Aujourd’hui, j’ai une tournée de petits lots à mon programme, dans la vallée de la Creuse. Je vais faire plus de kilomètres que de brebis tondues…
On commence avec trente-cinq moutons, chez des Anglais, une femme qui élève surtout des chevaux, avec son fils d’une vingtaine d’années. Lorsque j’arrive, elle me dit qu’elle va rentrer les ânes qui sont en liberté dans la cour, car ils sont curieux et vont nous gêner. Pendant ce temps, je décharge mon matériel du fourgon. « What a fucking donkeys ! » fuse plus loin. Je ris. Ici je travaille mon anglais en même temps que je tonds.
Ni Monique ni son fils ne sont très habitués à manier leurs moutons, et je leur montre comment s’y prendre pour les rassembler, les attraper et les amener jusqu’à mon plancher de tonte, sans s’épuiser ni stresser les bêtes. « You’re heavier than many men ! » me lance le jeune homme.
Nous instaurons qu’ils doivent me parler en français, et moi en anglais. « Sinon les gens ici disent que je ne fais pas d’effort » me dit Monique.
À 10 heures, c’est terminé et je continue ma route. Trois moutons d’ouessant, qui font « tondeuse à petites dents » dans le jardin d’un particulier à vingt minutes de là, puis trois autres encore trente minutes plus loin. Il y en pour plus longtemps de trajet que de tonte, mais il faut bien les tondre…
Je m’arrête déjeuner sur la place de l’église, à Fresselines, sous l’ombre accueillante d’un tilleul.
N’était-ce la crotte de chien à proximité de l’arbre, l’endroit est idyllique. Avant de remonter en voiture, j’entre dans la belle église médiévale. Elle est vraiment jolie, avec quelques vitraux contemporains et des sculptures intéressantes. J’ai toujours un peu de compassion pour St Pierre, chargé d’une clef aussi grosse que lui. Ce n’est pas rien, d’être responsable de l’ouverture des portes du Paradis…

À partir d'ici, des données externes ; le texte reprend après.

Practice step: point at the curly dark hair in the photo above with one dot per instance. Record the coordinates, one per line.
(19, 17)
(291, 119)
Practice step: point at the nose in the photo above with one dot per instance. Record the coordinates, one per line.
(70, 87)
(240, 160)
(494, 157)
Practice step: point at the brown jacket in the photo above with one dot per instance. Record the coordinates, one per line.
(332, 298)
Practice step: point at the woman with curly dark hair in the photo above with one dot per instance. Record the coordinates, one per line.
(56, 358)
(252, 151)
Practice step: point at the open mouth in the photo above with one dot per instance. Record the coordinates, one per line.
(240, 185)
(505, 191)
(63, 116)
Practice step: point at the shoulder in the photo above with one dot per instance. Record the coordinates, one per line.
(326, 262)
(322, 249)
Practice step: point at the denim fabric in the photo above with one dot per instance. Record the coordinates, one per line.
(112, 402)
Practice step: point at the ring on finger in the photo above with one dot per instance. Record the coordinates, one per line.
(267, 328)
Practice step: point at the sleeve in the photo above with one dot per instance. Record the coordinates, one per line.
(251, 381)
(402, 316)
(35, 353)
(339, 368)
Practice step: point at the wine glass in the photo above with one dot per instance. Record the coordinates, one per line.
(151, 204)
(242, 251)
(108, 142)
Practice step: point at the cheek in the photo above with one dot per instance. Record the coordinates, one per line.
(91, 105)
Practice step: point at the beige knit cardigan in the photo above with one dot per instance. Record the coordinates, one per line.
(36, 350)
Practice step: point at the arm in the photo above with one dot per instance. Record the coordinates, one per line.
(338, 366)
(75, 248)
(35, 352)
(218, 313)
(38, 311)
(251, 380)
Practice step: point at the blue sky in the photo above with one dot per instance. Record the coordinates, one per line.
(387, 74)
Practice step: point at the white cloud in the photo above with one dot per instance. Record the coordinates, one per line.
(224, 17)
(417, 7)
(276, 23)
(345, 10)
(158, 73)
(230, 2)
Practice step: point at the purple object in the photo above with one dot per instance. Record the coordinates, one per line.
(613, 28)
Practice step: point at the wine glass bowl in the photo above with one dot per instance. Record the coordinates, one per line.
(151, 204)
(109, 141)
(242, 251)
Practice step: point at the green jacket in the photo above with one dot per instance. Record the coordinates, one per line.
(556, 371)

À la sortie du village, un lieu-dit « L’orme ».

Cela me rappelle le temps où j’écrivais mon livre sur ces chers disparus de la campagne, et où je repérais leurs traces dans la toponymie. Je voyais le signe de leur importance, dans l’esprit des Hommes, dans le fait d’avoir nommé des lieux en leur faisant référence.
C’était il y a cinq ans, je commençais juste à tondre les moutons, et donc à sillonner la campagne. Ici, la route est bordée de hêtres et d’érables. Un frêne, aussi, et puis un tilleul et un cerisier dans un jardin. Pas d’orme… comme souvent…
Un coup d’oeil au GPS et je m’aperçois qu’à force de regarder les arbres, je vais être en retard à mon rendez-vous de l’après-midi. Des chèvres angora, qui produisent la laine mohair, à Naillat.
Je termine de les tondre assez tôt pour prendre le temps de m’arrêter auprès d’un vieux tilleul. Selon la pancarte, il aurait trois cents ans. Je l’avais déjà repéré la dernière fois et m’étais arrêtée pour le dessiner. Il est entièrement creux, on peut y pénétrer entièrement, c’est impressionnant. Le dessin de ses crevasses m’inspire des motifs de sculpture, où le bois et la laine s’entrelaceraient.


Certains jours comme aujourd’hui, la tonte est une activité buissonière.